Although Kendi is haunted by the ghost of Marx—he twice quotes the famous passage from Capital about “the rosy dawn of capitalist production” in slavery and genocide—he rejects the Marxist argument that racism cannot be eliminated without the destruction of capitalism. This rejection is largely premised, however, upon a cherry-picked version of history that bypasses the historical role of class-conscious leftists in fighting racism. Indeed, he cites as presumed evidence of Marxism’s inadequacy only two examples: (1) post-revolutionary Cuba’s failure to transcend inherited racial discrimination by 1961; and (2) a 1901 Socialist Party of America pamphlet reflecting (not surprisingly) White supremacist attitudes. Had Kendi addressed the impressive (if imperfect) twentieth-century record of the Communist movement in treating the fight against racism as central to the class struggle, he could not have so readily dismissed the historical—and theoretical—importance of left antiracism.

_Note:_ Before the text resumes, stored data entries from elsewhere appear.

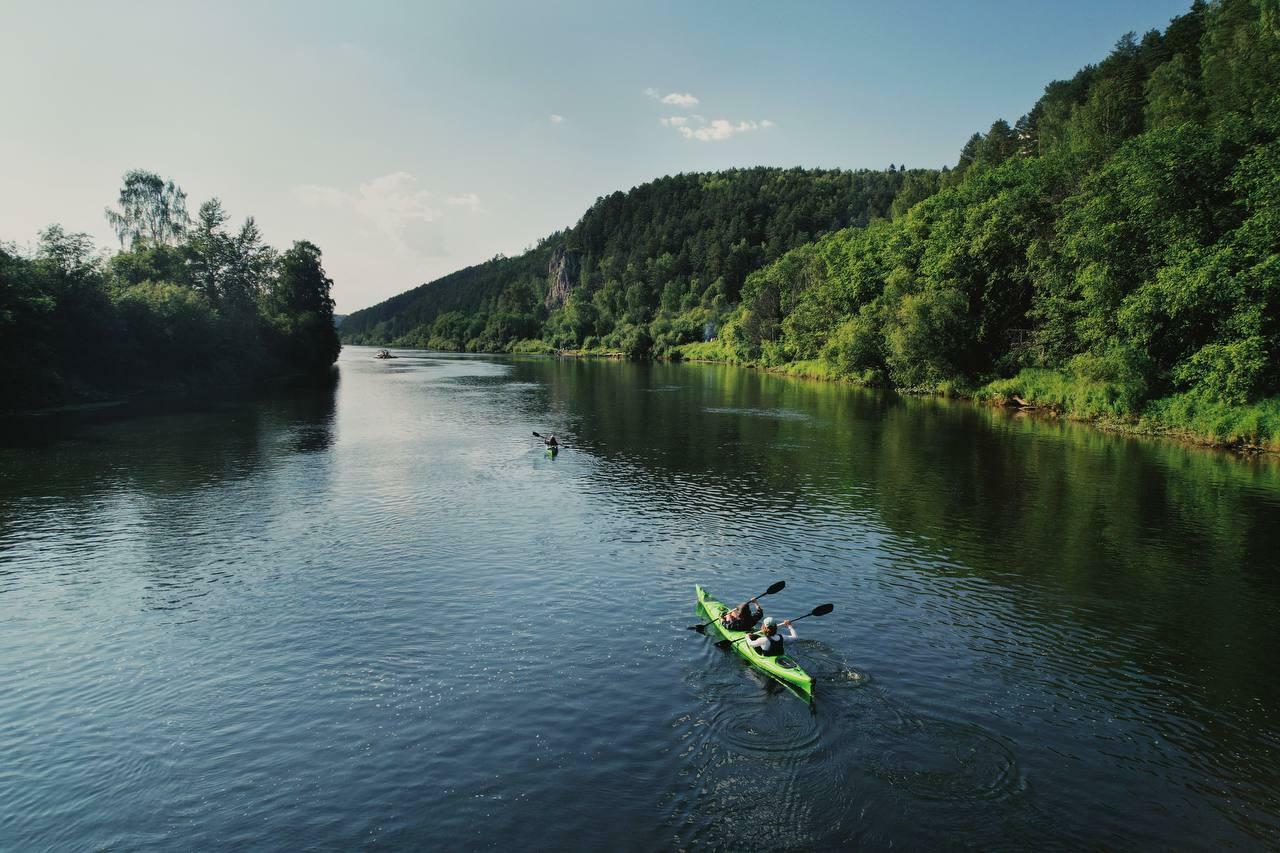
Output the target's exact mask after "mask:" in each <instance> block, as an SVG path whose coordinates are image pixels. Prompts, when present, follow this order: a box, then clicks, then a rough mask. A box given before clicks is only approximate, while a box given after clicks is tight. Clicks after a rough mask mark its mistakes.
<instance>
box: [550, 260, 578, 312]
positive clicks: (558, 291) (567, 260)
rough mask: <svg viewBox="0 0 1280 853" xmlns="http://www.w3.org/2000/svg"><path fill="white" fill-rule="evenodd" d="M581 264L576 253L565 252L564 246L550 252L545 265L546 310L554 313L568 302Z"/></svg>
mask: <svg viewBox="0 0 1280 853" xmlns="http://www.w3.org/2000/svg"><path fill="white" fill-rule="evenodd" d="M581 268H582V265H581V263H580V261H579V256H577V252H573V251H567V250H566V248H564V246H563V245H562V246H557V247H556V251H553V252H552V260H550V263H548V264H547V282H548V284H549V287H548V288H547V309H548V310H550V311H554V310H556V309H558V307H559V306H562V305H564V302H566V301H567V300H568V292H570V291H571V289H573V284H575V283H577V274H579V273H580V272H581Z"/></svg>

More important than how Kendi positions himself in relation to Marxism, however, is how his eclectic theoretical foundation ends up undermining his call for a better world. The failure to ground class in exploitative relations of production leads him to view White “ordinary people” at some times as victims, but at others as beneficiaries, of racism—a formulationthat erroneously conflates different levels of racialized exploitation and oppression with objective benefit. Furthermore, his somewhat mechanical theorization of the relationship between “policies” and “ideas”—the latter consistently follow the former—confuses structural with temporal primacy—whereas processes of legitimation, as well as of opposition, are far more dialectically intertwined. Finally, his insistent use of “policies” to designate practices of all kinds, both racist and antiracist, implicitly constrains the role played by the emancipatory imagination in anticipating, and then effecting, social transformation. But what then do we do with Harriet Tubman and John Brown, much less Toussaint L’Ouverture and Jean-Jacques Dessalines, much less Lenin—all of whom engaged in present-day praxis with possible alternative futures in mind? In relation to our moment, Kendi’s theorization of temporal “lag” leaves us stuck in the mire of formulating antiracist “policy” within the existing framework of capitalism. “Changing minds is not activism,” Kendi concludes. “An activist produces power and policy change, not mental change.” Despite Kendi’s hope that racism will, over time, prove “unnatural” and “terminal,” this worthy aspiration bangs up against the limitations imposed by his proposal that we work for a world in which antiracism will be common sense, and racist power forced to the margins. But since capitalism will presumably still be on the scene, waging guerrilla war, antiracism cannot negate and sublate—that is, abolish—capitalism’s conjoined twin. A strange pessimism undergirds the forward-looking mission of the “factory for antiracist policy”; antiracist optimism requires foundation in a vision of social revolution.